Re: [External] Re: [PATCH v13 05/12] mm: hugetlb: allocate the vmemmap pages associated with each HugeTLB page

From: Oscar Salvador
Date: Tue Jan 26 2021 - 12:38:47 EST


On Mon, Jan 25, 2021 at 03:25:35PM -0800, Mike Kravetz wrote:
> IIUC, even non-gigantic hugetlb pages can exist in CMA. They can be migrated
> out of CMA if needed (except free pages in the pool, but that is a separate
> issue David H already noted in another thread).

Yeah, as discussed I am taking a look at that.

> When we first started discussing this patch set, one suggestion was to force
> hugetlb pool pages to be allocated at boot time and never permit them to be
> freed back to the buddy allocator. A primary reason for the suggestion was
> to avoid this issue of needing to allocate memory when freeing a hugetlb page
> to buddy. IMO, that would be an unreasonable restriction for many existing
> hugetlb use cases.

AFAIK it was suggested as a way to simplify things in the first go of this
patchset.
Please note that the first versions of this patchset was dealing with PMD
mapped vmemmap pages and overall it was quite convulated for a first
version.
Since then, things had simplified quite a lot (e.g: we went from 22 patches to 12),
so I do not feel the need to force the pages to be allocated at boot time.

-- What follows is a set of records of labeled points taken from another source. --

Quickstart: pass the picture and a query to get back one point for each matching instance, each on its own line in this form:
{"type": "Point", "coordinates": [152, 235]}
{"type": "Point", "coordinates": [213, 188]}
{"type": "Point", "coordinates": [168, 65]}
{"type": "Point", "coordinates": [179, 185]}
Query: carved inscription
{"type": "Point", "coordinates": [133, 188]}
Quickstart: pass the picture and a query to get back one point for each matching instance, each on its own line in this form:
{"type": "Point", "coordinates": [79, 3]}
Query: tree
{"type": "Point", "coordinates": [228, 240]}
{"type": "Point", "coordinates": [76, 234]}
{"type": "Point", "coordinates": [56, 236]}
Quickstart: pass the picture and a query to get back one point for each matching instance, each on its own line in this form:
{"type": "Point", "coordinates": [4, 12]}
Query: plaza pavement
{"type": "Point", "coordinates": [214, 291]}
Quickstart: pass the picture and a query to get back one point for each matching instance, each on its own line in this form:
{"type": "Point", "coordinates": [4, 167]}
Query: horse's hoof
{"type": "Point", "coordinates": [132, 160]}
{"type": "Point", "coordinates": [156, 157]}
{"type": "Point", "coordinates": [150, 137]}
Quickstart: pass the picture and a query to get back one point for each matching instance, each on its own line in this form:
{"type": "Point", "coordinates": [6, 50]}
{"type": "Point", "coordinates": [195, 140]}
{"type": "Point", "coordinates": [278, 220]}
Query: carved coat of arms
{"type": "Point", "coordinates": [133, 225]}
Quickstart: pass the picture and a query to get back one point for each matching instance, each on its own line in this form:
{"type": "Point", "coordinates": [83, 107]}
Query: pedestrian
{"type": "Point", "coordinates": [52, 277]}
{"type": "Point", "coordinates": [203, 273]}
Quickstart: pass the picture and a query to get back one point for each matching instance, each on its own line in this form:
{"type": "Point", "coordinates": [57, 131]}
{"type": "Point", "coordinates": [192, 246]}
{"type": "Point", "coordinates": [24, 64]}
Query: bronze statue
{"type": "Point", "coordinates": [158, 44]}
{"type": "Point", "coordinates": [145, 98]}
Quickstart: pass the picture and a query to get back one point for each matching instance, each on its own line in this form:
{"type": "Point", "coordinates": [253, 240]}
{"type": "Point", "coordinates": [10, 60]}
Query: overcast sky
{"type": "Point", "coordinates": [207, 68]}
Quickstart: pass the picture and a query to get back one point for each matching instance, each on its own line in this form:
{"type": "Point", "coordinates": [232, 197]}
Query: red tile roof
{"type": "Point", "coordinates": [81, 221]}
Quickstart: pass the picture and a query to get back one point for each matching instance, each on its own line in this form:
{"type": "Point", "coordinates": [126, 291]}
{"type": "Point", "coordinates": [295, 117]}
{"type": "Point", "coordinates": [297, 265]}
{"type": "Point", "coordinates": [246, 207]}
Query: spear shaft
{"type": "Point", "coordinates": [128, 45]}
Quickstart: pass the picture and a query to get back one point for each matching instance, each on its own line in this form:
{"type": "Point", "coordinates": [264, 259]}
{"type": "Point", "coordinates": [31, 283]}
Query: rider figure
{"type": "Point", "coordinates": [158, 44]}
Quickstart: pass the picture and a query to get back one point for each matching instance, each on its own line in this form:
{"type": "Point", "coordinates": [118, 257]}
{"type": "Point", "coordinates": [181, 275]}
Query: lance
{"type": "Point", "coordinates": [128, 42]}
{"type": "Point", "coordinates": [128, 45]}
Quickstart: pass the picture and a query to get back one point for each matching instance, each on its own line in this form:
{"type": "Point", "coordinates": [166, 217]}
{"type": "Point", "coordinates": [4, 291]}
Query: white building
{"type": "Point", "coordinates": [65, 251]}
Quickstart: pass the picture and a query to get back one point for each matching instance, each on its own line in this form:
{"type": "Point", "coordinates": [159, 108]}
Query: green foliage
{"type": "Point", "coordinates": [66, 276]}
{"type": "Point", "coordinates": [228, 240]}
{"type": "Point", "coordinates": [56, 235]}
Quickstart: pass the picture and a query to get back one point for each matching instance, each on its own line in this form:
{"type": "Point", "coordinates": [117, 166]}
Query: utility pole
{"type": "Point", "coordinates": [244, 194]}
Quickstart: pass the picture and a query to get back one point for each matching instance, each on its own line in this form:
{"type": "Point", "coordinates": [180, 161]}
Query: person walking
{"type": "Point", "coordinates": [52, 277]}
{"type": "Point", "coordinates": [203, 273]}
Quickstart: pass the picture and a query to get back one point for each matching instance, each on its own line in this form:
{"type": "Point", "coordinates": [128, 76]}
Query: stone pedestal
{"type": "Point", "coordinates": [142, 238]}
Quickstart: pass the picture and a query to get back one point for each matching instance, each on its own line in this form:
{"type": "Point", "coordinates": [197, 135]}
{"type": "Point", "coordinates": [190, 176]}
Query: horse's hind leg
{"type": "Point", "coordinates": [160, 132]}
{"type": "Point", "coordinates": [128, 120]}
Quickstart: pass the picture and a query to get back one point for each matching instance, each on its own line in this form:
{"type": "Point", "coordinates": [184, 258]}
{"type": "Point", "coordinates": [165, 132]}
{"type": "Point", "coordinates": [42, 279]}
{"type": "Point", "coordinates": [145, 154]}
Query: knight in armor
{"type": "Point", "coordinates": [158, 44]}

> A simple thought is that we simply fail the 'freeing hugetlb page to buddy'
> if we can not allocate the required vmemmap pages. However, as David R says
> freeing hugetlb pages to buddy is a reasonable way to free up memory in oom
> situations. However, failing the operation 'might' be better than looping
> forever trying to allocate the pages needed? As mentioned in the previous
> patch, it would be better to use GFP_ATOMIC to at least dip into reserves if
> we can.

I also agree that GFP_ATOMIC might make some sense.
If the system is under memory pressure, I think it is best if we go the extra
mile in order to free up to 4096 pages or 512 pages.
Otherwise we might have a nice hugetlb page we might not need and a lack of
memory.

> I think using pages of the hugetlb for vmemmap to cover pages of the hugetlb
> is the only way we can guarantee success of freeing a hugetlb page to buddy.
> However, this should only only be used when there is no other option and could
> result in vmemmap pages residing in CMA or ZONE_MOVABLE. I'm not sure how
> much better this is than failing the free to buddy operation.

And how would you tell when there is no other option?

> I don't have a solution. Just wanted to share some thoughts.
>
> BTW, just thought of something else. Consider offlining a memory section that
> contains a free hugetlb page. The offline code will try to disolve the hugetlb
> page (free to buddy). So, vmemmap pages will need to be allocated. We will
> try to allocate vmemap pages on the same node as the hugetlb page. But, if
> this memory section is the last of the node all the pages will have been
> isolated and no allocations will succeed. Is that a possible scenario, or am
> I just having too many negative thoughts?

IIUC, GFP_ATOMIC will reset ALLOC_CPUSET flags at some point and the nodemask will
be cleared, so I guess the system will try to allocate from another node.
But I am not sure about that one.

I would like to hear Michal's thoughts on this.


--
Oscar Salvador
SUSE L3